It’s not often that you’ll see these women, all pivotal figures on the city’s food and beverage scene, just hanging out, eating, drinking, and enjoying one another’s company. No, these chefs, restaurateurs, sommeliers, farmers, and more are usually too busy working! But, with the Charleston Wine + Food Festival shining the spotlight on culinary women at their Southern Betty Brunch this year, we decided to gather them together for a special luncheon at The Gin Joint, hosted by chef and co-owner MariElena Raya, for an afternoon of food, drink, and camaraderie.

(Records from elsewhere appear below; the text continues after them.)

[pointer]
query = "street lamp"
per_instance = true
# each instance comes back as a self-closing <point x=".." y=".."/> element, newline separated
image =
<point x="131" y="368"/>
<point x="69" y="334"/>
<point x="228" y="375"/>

We enlisted the talents and insight of former Glass Onion chef-owner Sarah O’Kelley, who’s changed her focus to writing and studying to be a sommelier, to lead a discussion of their roles in the industry, their inspirations and challenges, and what it means to be a woman in this male-dominated field.
On a Monday afternoon (the best downtime, if there is any in the F&B biz), the ladies were greeted with a glass of milk punch and invited to gather around the large community table in this cozy slip of a restaurant on East Bay Street. The chatter began almost immediately as the women caught up on life and work. As platters of artisanal cheeses, sauteed shishito peppers with prosciutto, and pork buns with kimchi were passed, Sarah kicked things off by asking how they were initially drawn to the culinary world. From there the talk flowed easily from topic to topic. What follows is a peek at what we learned from their conversations.
On pursuing a career in food and beverage:
Martha Lou Gadsden, the matriarch of the group, opened her celebrated soul-food café on Morrison Drive in 1983. “I learned by doing,” she says. The Manning, South Carolina, native got started in the industry as a bus girl, then waitress, then bar maid. “I helped open Jessie Junior’s Snack Bar on King Street in the ’70s and cooked for four years. Then I decided I wanted to do something for myself.”
Charleston Grill chef Michelle Weaver, who began preparing sandwiches at a deli at age 19 and eventually made her way to New England Culinary Institute, has always felt inspired in the kitchen. “I just love the energy that’s created by making people smile with something you created from your heart,” she says.
“Honestly, I didn’t like doing anything else!” laughs MariElena Raya, a Culinary Institute of America (CIA) grad who took over her dad’s restaurant, Robert’s of Charleston, where she worked throughout her tweens and teens. “I went to culinary school because I liked to cook and eat and I thought by the time I finished school, I would have a better plan. I just knew I liked being surrounded by something so simple as food, which can be changed into whatever you want it to be.”
On entering a male-dominated field:
MariElena Raya: “I knew that it would be less common to see a woman in the kitchen. I was one of only two women in my culinary school class of 20. But I liked the challenge: I liked being thought of as having a handicap, then surprising people by being good at manning a hot stove and mastering the butcher class.”
“As a farmer, I, like my sisters in F&B, am in a male-dominated profession,” says Celeste Albers, who with her husband, George, started the first certified organic farm in Charleston County in 1995 and the first CSA program a year later. “Farming is hard in an unrelenting way no matter who you are. I am fortunate to have a true partner in my husband. We complement each other in ability and mind-set. We both believe in what we do and are committed to each other and to the work.”
“I didn’t think about that at all—it was a pure gut decision,” says Chez Nous chef jill Mathias, who graduated from Johnson and Wales and has worked in kitchens in Puerto Rico, Seattle, and Martha’s Vineyard. “I found great pleasure in cooking and felt it was the one thing I might be good at.”
Karalee Nielsen Fallert, the dynamo behind numerous popular local eateries, says, “My mother has owned a construction company most of my life. I’ve rarely looked at the world through the lens of anything being male or female.”
“It was never an issue for me, either,” adds Michelle Weaver. “I was raised to be a strong, independent woman and to pursue a life that made me happy.”
Martha Lou Gadsden: “I didn’t consider it. When I decided to open Martha Lou’s, we didn’t have any restaurants on the north side of town. I knew it would be a challenge, but that was a chance I wanted to take.”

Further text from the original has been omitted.